His hands shook as he took a cigarette out of the crumpled boxed. His fingers, worn and covered in liver spots, were surprisingly delicate; a strange juxtaposition, when compared to his rough, low voice, even, despite the urgency of his tone. Their imperceptible tremble was highlighted by the way the cigarette shook between his nicotine stained fingertips. He looked quite unlike his usual self. Unsure, and shaken up, he looked like a man who didn’t quite know what to do with his limbs. His shoulders hunched forward, and elbows stuck out at an angle that couldn’t possibly have been comfortable, but he sat just like that, crouched on the sidewalk.
“Yeah, yeah I am. I think so.”
He handed the cigarette over to her, and picked one out for himself. He kept a ‘lucky’ one, she noted with amusement as she saw the tobacco peak out of the neat little rows of white filters. She wouldn’t have taken him for a man who believed in any superstition, but then, what did she really know? A sudden shiver ran down her spine as she suddenly realized what had just happened. Her shoulders tightened against her will, and she rolled them to ease the sudden pain. Her cheap, flowly jacket rustled against his arm, and she saw him twitch. But he didn’t move away. Another surprise from the man she’d never thought could surprise her.
“Would you like me to move?”
“We just survived a goddamned earthquake. I think I can survive you sitting next to me.”
She laughed. A hearty, loud laugh, quite unlike the airy giggle he reserved for her customers. It was an unwarranted sound considering their surroundings. A collapsed building, a tree uprooted, resting on a car, and people milling around, looking as dazed as he felt. Some looked at them now, annoyance clear on their faces. He didn’t say a word. Just signaled with the lighter he held in his hand, and she leaned in, cigarette between her pursed red lips. A deep drag later, she exhaled, the smoke from her mouth mingling with his.

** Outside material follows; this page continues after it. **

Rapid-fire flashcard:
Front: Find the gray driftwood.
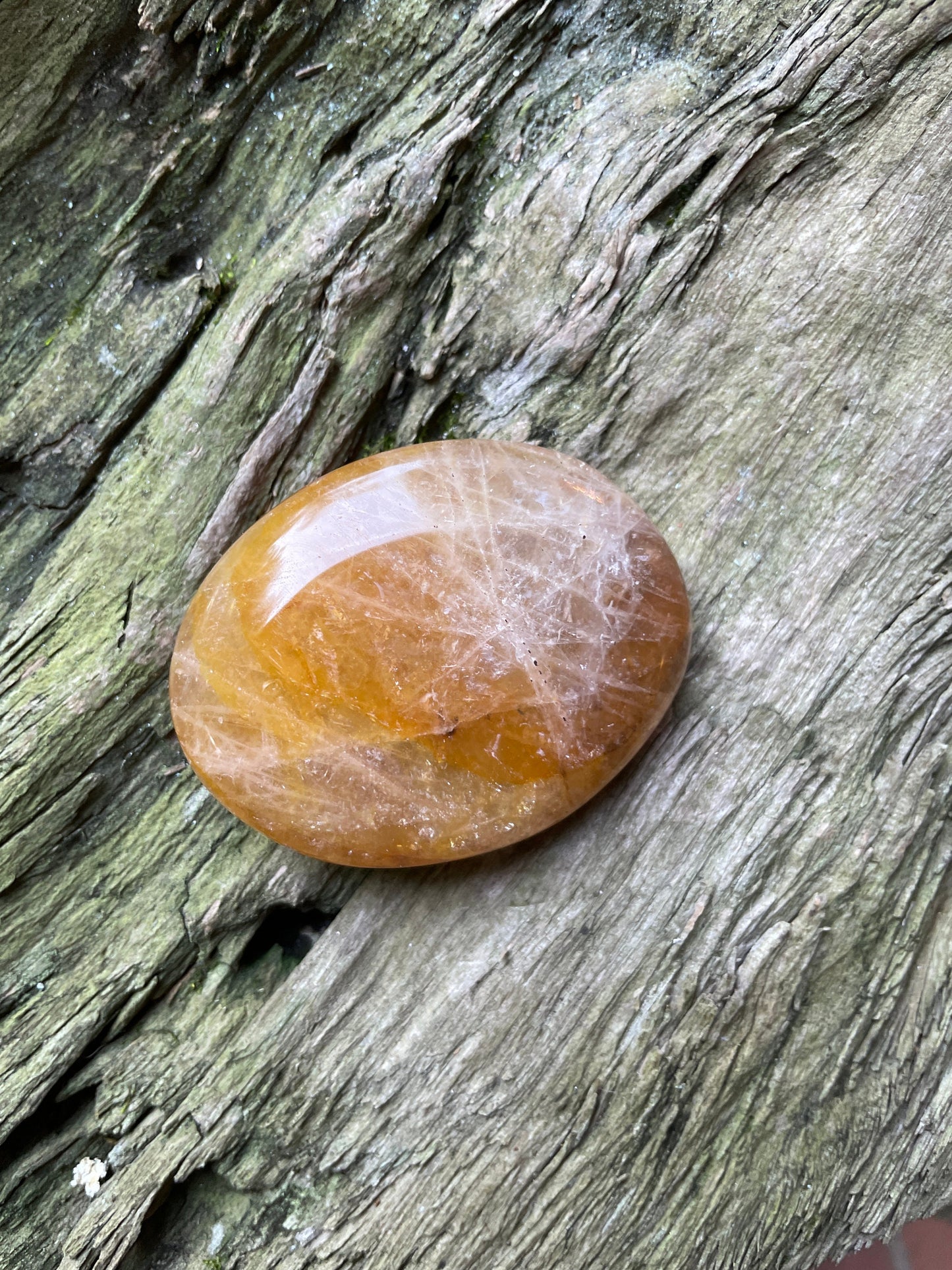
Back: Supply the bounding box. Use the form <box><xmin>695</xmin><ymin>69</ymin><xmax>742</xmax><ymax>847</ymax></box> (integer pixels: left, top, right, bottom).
<box><xmin>0</xmin><ymin>0</ymin><xmax>952</xmax><ymax>1270</ymax></box>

He grunted back. Forty years of working at the store. His store. And he had never encountered a whore quite like her. Most stopped working the corner near his in a week or two after they first stepped into the store, and there she was. Back, every night. She always bought the same thing. A pack of lights and a bottle of water. She walked up to the counter with a flounce and arrogance that infuriated him, and smiled as she paid. He knew her smile as intimately as he knew his own, perhaps. Open mouthed, with a chipped front tooth, with a little bit of lipstick gone astray. He knew it well enough to hate it.
She was incorrigible. With her loud makeup, large hair, and clothes that felt like they were created to provoke his anger, not other men’s desire, she was an antithesis of him. He took pride in his near-punishing austerity. Faded blue shirt, faded brown pants with their pleated ironed out, and faded black loafers. He liked being slightly dull. Just slightly wane. He liked to think he represented himself well, with his calm, uneventful life.
And yet, he found himself sitting on a curbside with the prostitute he hated, sharing a cigarette after an earthquake.
He took a last, final drag and stubbed it against the pavement, letting the filter roll off into the gutter. Moving slowly as he got up, he dusted himself off and leaned against a lamppost for support. He suddenly felt old. Older than he had in years. Older than what he felt when his wife died. Older than himself. He scanned the front of his store for any obvious damage. None. He’d probably have to pick up things that fell off the shelves, though. He sighed at the thought. Too old. Too old for this.
As he shuffled towards the door, he heard the clacking of her heels. It was a sound he knew only too well, for it had been discomfiting him for years now, at exactly 9:30pm every night. He turned to her suddenly, causing her to trip and totter as she regained her balance.
“What the fuck do you want?”
“Well. It’s time for my lights and water.”
She smiled at him. Open mouthed, with a chipped front tooth, with a little bit of lipstick gone astray.
And for the first time in the four years of their torrid acquaintance, his lips twitched slightly.